VIII. The arguments of opponents 1 and 2 relevant to the decision can be summarised as follows.
- The patent proprietor had abandoned the main request, and for this reason its appeal was not admissible.
- The priority was not validly claimed. D1 did not, even implicitly, disclose the moisture content of claim 1 as granted.
- The patent proprietor had no reason to contest the hearing of the witness before the opposition division. Moreover, the patent proprietor had been informed what the witness was supposed to attest to.
- The witness had conclusively explained the circumstances of the public prior use. The product of the public prior use disclosed all the features of claim 1 as granted, in particular the moisture content.
- The main request lacked inventive step. The skilled person would know that the moisture content of a pellet could be adjusted by drying, even at the end of the production process.
- As to the first auxiliary request, the particle size distribution of claim 1 was not a further distinguishing feature. Moreover, the patent proprietor's test was not suitable for demonstrating a distinguishing feature. Therefore claim 1 lacked inventive step.
IX. Parties' final requests
The patent proprietor requested that the decision under appeal be set aside and that the patent be maintained on the basis of the claims as granted (main request) or any one of the first, third, fourth, fifth, sixth or seventh auxiliary requests, all the auxiliary requests being filed with the statement setting out the grounds of appeal.
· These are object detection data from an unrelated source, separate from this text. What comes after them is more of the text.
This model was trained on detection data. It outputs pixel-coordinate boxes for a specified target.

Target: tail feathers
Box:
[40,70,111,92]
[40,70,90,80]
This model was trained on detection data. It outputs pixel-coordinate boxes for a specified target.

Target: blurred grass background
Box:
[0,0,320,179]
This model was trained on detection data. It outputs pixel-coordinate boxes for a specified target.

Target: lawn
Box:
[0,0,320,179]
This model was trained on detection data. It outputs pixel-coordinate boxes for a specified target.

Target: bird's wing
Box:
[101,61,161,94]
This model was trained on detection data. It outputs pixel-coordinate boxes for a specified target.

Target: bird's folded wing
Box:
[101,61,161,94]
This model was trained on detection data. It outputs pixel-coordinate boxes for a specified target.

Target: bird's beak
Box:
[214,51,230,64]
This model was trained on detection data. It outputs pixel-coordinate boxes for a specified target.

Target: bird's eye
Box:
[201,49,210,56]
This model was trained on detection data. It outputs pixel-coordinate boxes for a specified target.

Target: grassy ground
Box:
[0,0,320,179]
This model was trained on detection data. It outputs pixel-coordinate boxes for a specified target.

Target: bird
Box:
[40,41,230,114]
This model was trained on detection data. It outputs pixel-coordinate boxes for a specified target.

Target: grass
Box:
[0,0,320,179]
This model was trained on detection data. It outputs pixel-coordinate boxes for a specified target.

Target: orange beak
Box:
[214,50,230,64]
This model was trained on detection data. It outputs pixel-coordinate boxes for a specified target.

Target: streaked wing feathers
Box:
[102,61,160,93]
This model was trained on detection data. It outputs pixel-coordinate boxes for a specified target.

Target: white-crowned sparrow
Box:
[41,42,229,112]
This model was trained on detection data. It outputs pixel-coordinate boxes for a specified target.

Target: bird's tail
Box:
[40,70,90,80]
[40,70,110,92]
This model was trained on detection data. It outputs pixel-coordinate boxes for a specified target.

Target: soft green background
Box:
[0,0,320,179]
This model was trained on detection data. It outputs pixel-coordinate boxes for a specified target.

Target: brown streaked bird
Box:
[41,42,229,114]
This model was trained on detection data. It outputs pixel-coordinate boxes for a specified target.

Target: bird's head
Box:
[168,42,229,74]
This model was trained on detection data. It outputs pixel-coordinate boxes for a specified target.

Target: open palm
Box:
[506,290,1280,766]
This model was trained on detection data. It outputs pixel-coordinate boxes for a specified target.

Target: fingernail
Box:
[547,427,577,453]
Opponents 1 and 2 requested that the decision under appeal be set aside and that European patent No. 1 785 039 be revoked.
Reasons for the Decision
1. The patent
The patent relates to pellets of dry vital wheat gluten that are used e.g. in fish feed. The pellets are described as stable upon transportation and upon storage. In particular, they show no moulding during long-term storage (paragraphs  and ).
2. Admissibility of the patent proprietor's appeal
2.1 Opponent 1 argued that, during the oral proceedings before the opposition division, the patent proprietor did not indicate that it was maintaining its main request (patent as granted). It followed from this that the patent proprietor had abandoned the main request and that it was not entitled to file an appeal against the opposition division's decision.
2.2 However, there is no record on file, in particular in the minutes of the oral proceedings, that the patent proprietor had withdrawn or abandoned the main request. In contrast, in the decision under appeal (Reasons for the decision, points 2.3 to 2.5) the opposition division reasoned why claim 1 of the patent as granted lacked novelty. This shows that the main request was in the proceedings and had not been withdrawn or abandoned.
2.3 Thus the patent proprietor is adversely affected by the opposition division's decision and there is no reason to consider its appeal inadmissible (Article 107 EPC).
3.1 The opposition division decided that the patent in suit did not validly claim priority from the earlier European patent application, D1. In its view, the moisture content of claim 1 as granted was not derivable from D1. The opposition division concluded that the effective date of the patent in suit was its date of filing, 3 November 2006.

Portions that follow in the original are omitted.